Of course, there's a reason why URIs are URLs. Sometimes there really are things you want to get at over the web. And you need to find a real URL to get them. But this is an example of that damned premature optimization in action.

This is just one of many examples why, in the final analysis, the W3C's implementation of the SW smells so bad. And why programmers with a sense of design aesthetics run a mile when they see it. RDF is pitched as some extremely high-level meta-language which can describe almost anything, yet in practice it's riddled with premature implementation commitments : to web-protocols, to XML standards etc. It's this mismatch between the claims for generality, and these awkward, intrusive implementation details that looks ugly and is so off-putting.

Hand rolled XML doesn't have this problem. Sure it's inflexible, local, situated. But it feels appropriate to the scale of the problem. Micro-formats too. And maybe there are notations for the SW which you can reason about at a level of abstraction appropriate to the problem you're trying to solve. Though given the URIs == URLs commitment they clearly don't escape entirely.

And this, I suggest, is unfixable. Even if you dump XML-RDF (which I suspect people within the community who've invested (hundreds of?) thousands of hours of work in won't do) you can't dump the URI. That's the core commitment of W3C's SW. And that's an eternal, embarrassing reminder of the implementation leaking into something that was meant to be abstract.
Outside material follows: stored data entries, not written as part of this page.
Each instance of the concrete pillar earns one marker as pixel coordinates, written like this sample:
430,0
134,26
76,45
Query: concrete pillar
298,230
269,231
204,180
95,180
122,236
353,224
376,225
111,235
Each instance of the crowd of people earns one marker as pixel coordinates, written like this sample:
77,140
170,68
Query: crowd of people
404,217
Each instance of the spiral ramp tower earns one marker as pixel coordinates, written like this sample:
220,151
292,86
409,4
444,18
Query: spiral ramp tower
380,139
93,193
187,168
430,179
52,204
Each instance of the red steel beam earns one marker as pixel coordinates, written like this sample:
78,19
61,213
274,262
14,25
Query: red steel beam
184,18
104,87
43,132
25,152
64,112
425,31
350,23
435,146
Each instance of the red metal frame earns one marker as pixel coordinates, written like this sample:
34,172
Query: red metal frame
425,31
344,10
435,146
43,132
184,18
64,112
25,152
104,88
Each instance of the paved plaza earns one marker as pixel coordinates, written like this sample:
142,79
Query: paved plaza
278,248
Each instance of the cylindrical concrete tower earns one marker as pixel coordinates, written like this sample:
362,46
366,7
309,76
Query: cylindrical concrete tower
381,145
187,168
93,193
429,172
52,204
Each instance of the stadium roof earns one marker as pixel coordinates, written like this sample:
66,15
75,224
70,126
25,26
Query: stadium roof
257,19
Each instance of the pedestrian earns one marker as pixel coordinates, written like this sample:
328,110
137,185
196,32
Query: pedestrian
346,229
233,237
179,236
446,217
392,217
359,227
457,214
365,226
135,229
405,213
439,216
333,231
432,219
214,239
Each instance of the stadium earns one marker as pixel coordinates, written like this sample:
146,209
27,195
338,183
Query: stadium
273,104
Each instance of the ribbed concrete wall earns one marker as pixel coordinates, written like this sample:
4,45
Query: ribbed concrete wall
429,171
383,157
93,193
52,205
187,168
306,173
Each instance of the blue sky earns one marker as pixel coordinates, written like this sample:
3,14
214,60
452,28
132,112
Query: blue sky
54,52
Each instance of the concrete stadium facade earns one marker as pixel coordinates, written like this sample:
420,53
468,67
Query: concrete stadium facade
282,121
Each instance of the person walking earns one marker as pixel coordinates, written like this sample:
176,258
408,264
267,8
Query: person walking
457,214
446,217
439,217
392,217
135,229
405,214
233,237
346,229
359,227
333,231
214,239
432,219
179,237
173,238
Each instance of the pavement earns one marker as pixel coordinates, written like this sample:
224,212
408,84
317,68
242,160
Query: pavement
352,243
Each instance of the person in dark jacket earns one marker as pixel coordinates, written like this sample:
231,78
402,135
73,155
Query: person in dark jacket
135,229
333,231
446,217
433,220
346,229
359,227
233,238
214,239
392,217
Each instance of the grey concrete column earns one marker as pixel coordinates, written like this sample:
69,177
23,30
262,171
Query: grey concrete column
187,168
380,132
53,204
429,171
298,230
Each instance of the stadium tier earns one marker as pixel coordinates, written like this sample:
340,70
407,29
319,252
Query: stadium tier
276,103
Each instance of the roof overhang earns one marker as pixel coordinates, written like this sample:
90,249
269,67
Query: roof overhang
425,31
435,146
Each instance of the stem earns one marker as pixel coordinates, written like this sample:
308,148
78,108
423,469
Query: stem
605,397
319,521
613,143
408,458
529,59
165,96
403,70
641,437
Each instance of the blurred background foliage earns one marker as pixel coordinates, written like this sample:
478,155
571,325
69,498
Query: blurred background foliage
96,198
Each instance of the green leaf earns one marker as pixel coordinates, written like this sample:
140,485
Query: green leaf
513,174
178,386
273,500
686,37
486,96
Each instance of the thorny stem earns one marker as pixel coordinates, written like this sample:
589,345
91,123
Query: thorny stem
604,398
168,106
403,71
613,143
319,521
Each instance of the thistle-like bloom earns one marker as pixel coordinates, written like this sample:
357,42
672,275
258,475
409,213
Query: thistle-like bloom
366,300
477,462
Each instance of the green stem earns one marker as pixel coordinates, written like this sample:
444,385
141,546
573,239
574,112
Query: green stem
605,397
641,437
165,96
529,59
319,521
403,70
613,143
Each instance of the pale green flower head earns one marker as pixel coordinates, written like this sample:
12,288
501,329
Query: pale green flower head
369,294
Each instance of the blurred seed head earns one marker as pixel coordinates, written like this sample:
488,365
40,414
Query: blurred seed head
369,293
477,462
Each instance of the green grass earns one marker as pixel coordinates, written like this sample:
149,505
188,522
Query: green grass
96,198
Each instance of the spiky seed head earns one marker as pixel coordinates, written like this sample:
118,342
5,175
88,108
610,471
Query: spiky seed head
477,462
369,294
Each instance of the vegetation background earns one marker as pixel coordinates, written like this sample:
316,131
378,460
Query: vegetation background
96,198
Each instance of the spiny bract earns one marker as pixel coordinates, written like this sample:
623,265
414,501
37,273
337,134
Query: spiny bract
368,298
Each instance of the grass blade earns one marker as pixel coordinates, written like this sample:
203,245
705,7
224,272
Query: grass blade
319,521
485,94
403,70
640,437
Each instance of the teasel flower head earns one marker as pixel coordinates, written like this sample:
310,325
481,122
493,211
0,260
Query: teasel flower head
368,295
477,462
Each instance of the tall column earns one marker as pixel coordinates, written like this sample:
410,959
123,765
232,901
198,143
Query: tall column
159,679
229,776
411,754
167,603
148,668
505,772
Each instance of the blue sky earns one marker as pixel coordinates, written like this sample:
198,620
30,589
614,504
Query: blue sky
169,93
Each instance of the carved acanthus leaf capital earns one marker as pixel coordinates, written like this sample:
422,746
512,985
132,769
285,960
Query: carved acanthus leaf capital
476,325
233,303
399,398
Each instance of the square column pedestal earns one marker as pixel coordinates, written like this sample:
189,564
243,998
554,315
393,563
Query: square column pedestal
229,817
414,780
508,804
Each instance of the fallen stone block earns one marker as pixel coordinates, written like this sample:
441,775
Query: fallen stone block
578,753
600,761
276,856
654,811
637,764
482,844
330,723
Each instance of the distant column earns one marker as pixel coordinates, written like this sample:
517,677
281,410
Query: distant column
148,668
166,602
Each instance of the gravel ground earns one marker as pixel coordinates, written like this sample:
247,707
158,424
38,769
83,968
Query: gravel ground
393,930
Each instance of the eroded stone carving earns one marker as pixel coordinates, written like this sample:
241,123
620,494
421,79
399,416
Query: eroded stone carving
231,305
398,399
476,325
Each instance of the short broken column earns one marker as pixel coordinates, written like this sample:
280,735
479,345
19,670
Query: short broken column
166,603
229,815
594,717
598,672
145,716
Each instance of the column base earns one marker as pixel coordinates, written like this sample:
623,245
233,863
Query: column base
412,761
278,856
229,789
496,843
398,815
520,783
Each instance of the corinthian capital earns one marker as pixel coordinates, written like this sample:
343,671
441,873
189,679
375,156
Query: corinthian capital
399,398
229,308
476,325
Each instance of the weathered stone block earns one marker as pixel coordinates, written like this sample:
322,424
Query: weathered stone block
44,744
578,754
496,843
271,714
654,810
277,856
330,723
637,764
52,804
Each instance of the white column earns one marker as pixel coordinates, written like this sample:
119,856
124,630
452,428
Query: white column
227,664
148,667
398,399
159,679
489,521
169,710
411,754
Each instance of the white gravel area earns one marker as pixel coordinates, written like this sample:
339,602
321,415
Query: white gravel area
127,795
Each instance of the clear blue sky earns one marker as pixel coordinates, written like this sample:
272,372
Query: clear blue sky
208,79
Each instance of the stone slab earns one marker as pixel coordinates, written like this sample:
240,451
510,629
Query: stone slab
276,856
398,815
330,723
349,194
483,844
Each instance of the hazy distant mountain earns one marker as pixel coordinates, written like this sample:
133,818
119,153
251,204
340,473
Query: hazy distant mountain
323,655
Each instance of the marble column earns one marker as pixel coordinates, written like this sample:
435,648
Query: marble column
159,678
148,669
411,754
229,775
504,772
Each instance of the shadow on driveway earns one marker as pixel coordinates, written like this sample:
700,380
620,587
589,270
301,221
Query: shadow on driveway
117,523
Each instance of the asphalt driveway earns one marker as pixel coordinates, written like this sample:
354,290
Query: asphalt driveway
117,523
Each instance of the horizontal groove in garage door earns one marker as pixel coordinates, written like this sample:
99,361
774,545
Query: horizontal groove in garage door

And it's what people cringe over when they see RDF and complain that "name-spaces are complicated".

Wow, this turned into a long rant ... quick summing up. In pure form, the SW is a hypothesis as to what's the "right" unit to fix the semantics of tokens in documents. And its value depends on that theory being right. Two rival notions of the correct unit of semantics seem to be thriving, and possibly showing that the SW hypothesis is wrong.

In practice, the SW looks ugly and off-putting because it failed to succesfully distance itself from certain implementation details as would befit the level of abstraction it aspires too. And this has left it with an awkward legacy of confusingness and complexity which is hard to fix.

Failure isn't inevitable. The SW may still be bulldozed through with enough hard-work by those with sufficient ideological commitment and / or money. But the rivals are thriving because they are cheap, simple and immediately useful. And history tends to favour such things in the long-term.